Monday, May 16, 2011

Day One - May 16th - Meal Plan

Hey everyone! I am going to help on here by posting the meals we enjoy, as it helps us keep a record, as well as for future meal planning.

John's Meal Schedule: (Mine is different times due to my work hours)

5:30am/6am: Smoothie - 1/2 cup organic 1% milk, 1/2 cup part skim ricotta cheese, one scoop natural Breyers low-fat vanilla ice cream, 1 TBSP whey protein powder, 1 tsp ground flax seed, 3 ice cubes.(we drank 1/2 before our workout, and half after - it is pretty rich, but it jump starts your metabolism).

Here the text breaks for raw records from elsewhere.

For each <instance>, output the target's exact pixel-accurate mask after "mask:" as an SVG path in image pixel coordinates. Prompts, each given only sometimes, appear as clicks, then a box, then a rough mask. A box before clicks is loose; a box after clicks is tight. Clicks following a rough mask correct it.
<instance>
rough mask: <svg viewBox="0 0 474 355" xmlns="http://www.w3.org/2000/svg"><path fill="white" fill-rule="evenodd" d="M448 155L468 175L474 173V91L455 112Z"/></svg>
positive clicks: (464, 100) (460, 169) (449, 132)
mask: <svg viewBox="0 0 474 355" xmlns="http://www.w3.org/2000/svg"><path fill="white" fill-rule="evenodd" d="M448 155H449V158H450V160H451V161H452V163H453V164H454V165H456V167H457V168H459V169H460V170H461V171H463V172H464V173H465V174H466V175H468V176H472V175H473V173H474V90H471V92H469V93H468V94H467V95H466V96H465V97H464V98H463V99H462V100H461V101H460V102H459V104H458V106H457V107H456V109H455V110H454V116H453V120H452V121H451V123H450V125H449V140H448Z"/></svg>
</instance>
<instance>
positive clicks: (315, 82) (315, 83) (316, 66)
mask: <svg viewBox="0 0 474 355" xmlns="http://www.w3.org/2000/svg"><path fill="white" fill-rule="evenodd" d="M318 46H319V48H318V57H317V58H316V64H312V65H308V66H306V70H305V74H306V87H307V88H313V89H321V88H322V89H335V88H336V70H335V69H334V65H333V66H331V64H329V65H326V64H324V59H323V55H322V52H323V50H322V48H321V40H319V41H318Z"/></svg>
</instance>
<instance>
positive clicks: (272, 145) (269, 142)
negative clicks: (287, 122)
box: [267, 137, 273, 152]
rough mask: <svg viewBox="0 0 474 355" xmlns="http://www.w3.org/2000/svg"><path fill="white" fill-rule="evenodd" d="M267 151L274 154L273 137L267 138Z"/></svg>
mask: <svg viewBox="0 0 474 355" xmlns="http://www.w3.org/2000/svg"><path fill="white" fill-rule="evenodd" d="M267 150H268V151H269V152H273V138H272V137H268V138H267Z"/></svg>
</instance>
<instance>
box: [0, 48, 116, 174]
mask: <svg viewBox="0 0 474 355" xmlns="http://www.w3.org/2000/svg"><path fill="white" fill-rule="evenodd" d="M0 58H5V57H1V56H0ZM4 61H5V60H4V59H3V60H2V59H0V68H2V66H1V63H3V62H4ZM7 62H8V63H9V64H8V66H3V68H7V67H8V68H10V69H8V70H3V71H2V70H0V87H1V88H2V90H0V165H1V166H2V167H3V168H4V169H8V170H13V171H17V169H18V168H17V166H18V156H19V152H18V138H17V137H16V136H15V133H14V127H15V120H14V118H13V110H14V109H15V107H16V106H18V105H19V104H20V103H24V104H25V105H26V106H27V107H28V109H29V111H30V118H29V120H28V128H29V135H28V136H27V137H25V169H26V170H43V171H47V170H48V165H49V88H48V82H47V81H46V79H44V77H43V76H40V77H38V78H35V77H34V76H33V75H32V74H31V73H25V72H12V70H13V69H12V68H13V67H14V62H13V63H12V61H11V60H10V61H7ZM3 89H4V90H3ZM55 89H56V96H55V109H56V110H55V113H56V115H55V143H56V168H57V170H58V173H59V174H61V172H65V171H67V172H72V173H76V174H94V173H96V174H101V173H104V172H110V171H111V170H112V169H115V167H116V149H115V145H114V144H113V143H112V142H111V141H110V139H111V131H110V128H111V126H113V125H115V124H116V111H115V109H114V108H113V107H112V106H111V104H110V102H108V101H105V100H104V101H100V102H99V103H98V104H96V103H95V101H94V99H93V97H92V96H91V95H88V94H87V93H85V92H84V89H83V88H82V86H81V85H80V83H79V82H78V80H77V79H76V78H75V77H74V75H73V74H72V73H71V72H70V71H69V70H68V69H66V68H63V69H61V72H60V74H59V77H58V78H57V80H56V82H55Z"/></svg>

9am (after nap): Whole wheat, low-fat toaster waffle with 1/2 an avocado sliced on top and 2 slices of turkey breast (I got the meat from the store deli, not pre-packaged).

11am: boiled egg

1pm: 4 oz yogurt

3pm: lunch - 2 slices of whole wheat bread with lean ham slices (from deli), a slice of lowfat cheese, spinach, tomato, and 3 olives :)

6pm: carrots and hummus dip (homemade: garbonzo and cannenelli beans, olive oil, lemon juice, garlic, salt, paprika)

8:15pm: dinner: Chicken Parmesan with fresh chicken breasts, seasoned bread crumbs, marinara sauce, Parmesan cheese and a homemade whole wheat roll.1/2 low-fat, chocolate pudding for dessert (4 grams of protein and dairy, baby!)

So as you can see, we are eating frequently throughout the day as we start off. The metabolism engines are revving, that is for sure...I was hungry all day long!

This plan so far seems really good. Just one thing to keep in mind when beginning a weight loss journey - planning is key. Planning meals ahead insures that you plan nutrition well and don't have to fall upon fast food to keep you fueled.